Incorrect calculation results for thread block size equal to 512

Consider the following code (a result of reducing to minimal code reproducing the bug) (see attachment, the forum seem to have some problem with codeboxes).

Execution results:
$ make clean; make; release/wigner
grid 4 block 128
0.321925
grid 2 block 256
0.321925
grid 1 block 512
1.000000

So, for blocks of size 256 and lower, result is correct, but for block size 512 it is not. And if I comment initialize(), or remove sine or cosine from calculate(), bug will disappear and results will be the same for all three block sizes.

Has anyone encountered such problem? And could anyone please try to build and run this code?

I am using Cuda driver 2.3.1a, Cuda toolkit 2.3a, and SDK 2.3a
MBpro with OSX 10.6.1, reproduces on both 9400 and 9600 video cards.
wigner.cu (1.14 KB)

I tried mine and I have correct output…

grid 4 block 128

0.321925

grid 2 block 256

0.321925

grid 1 block 512

0.321925

Press any key to continue . . .

Tested on Windows 7 64bit (compiled as 64bit executable, -arch sm_10), GPU GTX 260

Do you do any error-checking? It might be that you use too many registers for a block size of 512. That would also explain the fact it works on gtx260 (it has double the amount of registers compared to your hardware)

Thanks, seems to be the case. That’s what happens, when you are being lazy and try to estimate card capabilities without consulting the profiler (

1>ptxas info	: Compiling entry function '_Z9calculatePf'

1>ptxas info	: Used 15 registers, 56+0 bytes lmem, 8+16 bytes smem, 24 bytes cmem(0), 72 bytes cmem(1)

1>ptxas info	: Compiling entry function '_Z10initializePf'

1>ptxas info	: Used 2 registers, 8+16 bytes smem, 24 bytes cmem(0)

15 registers * 512 threads = 7680. There shouldn’t be any problem over here, or? …

P.S. There seems to be a problem on the forum. I tried posting this, but with [0] instead of (0) and 3 times I ended up on the main page without my post being added…

[aol]Me too![/aol]

Tried twice to post to the forum but bounced back to main page each time. As they were my first two posts I wondered if they had been placed in a moderation queue or something. Let’s see if this one appears.

Paul

P.S. It did.
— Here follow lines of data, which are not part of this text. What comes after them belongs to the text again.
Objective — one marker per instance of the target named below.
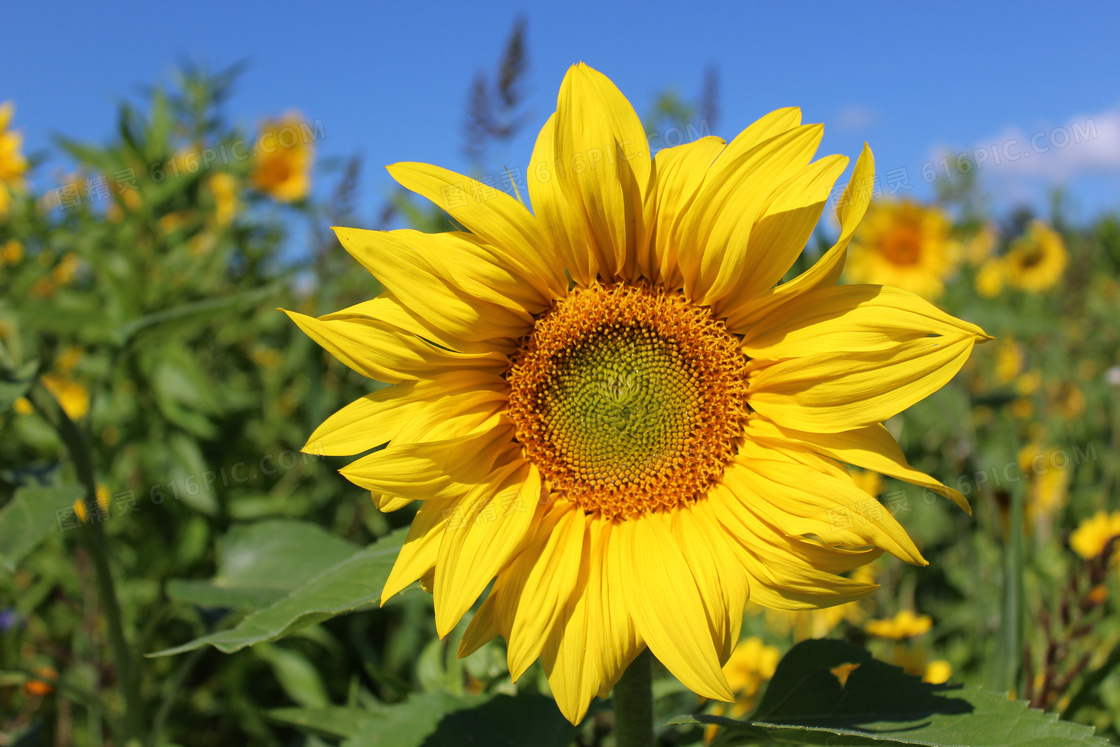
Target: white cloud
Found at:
(1086, 145)
(855, 118)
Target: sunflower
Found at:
(1036, 260)
(12, 162)
(904, 244)
(282, 160)
(608, 409)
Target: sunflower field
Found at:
(625, 468)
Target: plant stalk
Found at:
(634, 703)
(93, 538)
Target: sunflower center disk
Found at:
(628, 399)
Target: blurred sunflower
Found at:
(73, 397)
(904, 244)
(609, 407)
(1094, 533)
(224, 189)
(748, 669)
(282, 160)
(12, 162)
(1036, 260)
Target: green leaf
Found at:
(262, 562)
(14, 384)
(335, 721)
(352, 585)
(296, 674)
(439, 719)
(879, 706)
(29, 516)
(169, 321)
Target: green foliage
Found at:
(223, 587)
(879, 706)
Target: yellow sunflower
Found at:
(1036, 260)
(608, 409)
(904, 244)
(12, 162)
(282, 159)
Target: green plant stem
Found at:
(634, 703)
(1089, 684)
(93, 538)
(171, 692)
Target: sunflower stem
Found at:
(634, 703)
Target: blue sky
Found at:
(390, 80)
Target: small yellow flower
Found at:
(989, 280)
(1047, 484)
(868, 482)
(1092, 535)
(906, 624)
(72, 395)
(43, 288)
(283, 160)
(224, 188)
(938, 672)
(43, 684)
(12, 162)
(12, 252)
(103, 502)
(904, 244)
(1036, 260)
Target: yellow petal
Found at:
(421, 545)
(716, 235)
(833, 392)
(870, 448)
(604, 166)
(379, 351)
(403, 261)
(666, 606)
(811, 503)
(438, 468)
(852, 206)
(534, 589)
(783, 229)
(411, 408)
(389, 310)
(491, 214)
(850, 318)
(787, 572)
(491, 528)
(678, 174)
(563, 227)
(570, 654)
(722, 586)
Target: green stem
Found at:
(634, 703)
(93, 538)
(1089, 684)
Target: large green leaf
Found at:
(879, 706)
(15, 383)
(351, 585)
(440, 719)
(169, 321)
(262, 562)
(337, 721)
(29, 516)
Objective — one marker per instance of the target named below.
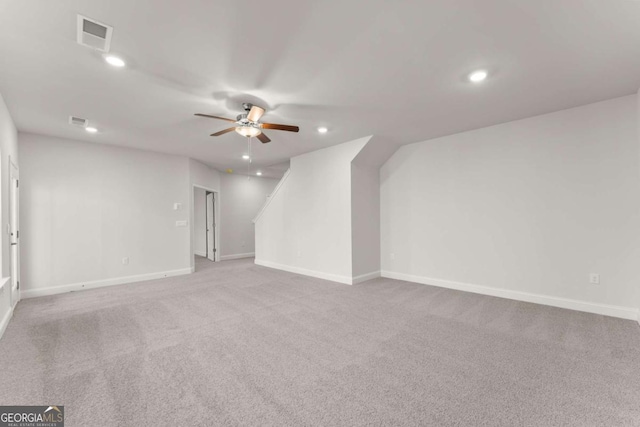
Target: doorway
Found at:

Hmmm…

With the compiler limiting registers to 8 or 32, both have the same working result. i’m running Vista X64. it might be something to do with the 64bit driver but it shouldn’t, i’m also running a 9800GTX so no sm_13. :S

I:\Nvidia\CUDA\NVIDIA GPU Computing SDK\C\bin\win64\Release>test

grid 4 block 128

0.321925

grid 2 block 256

0.321925

grid 1 block 512

0.321925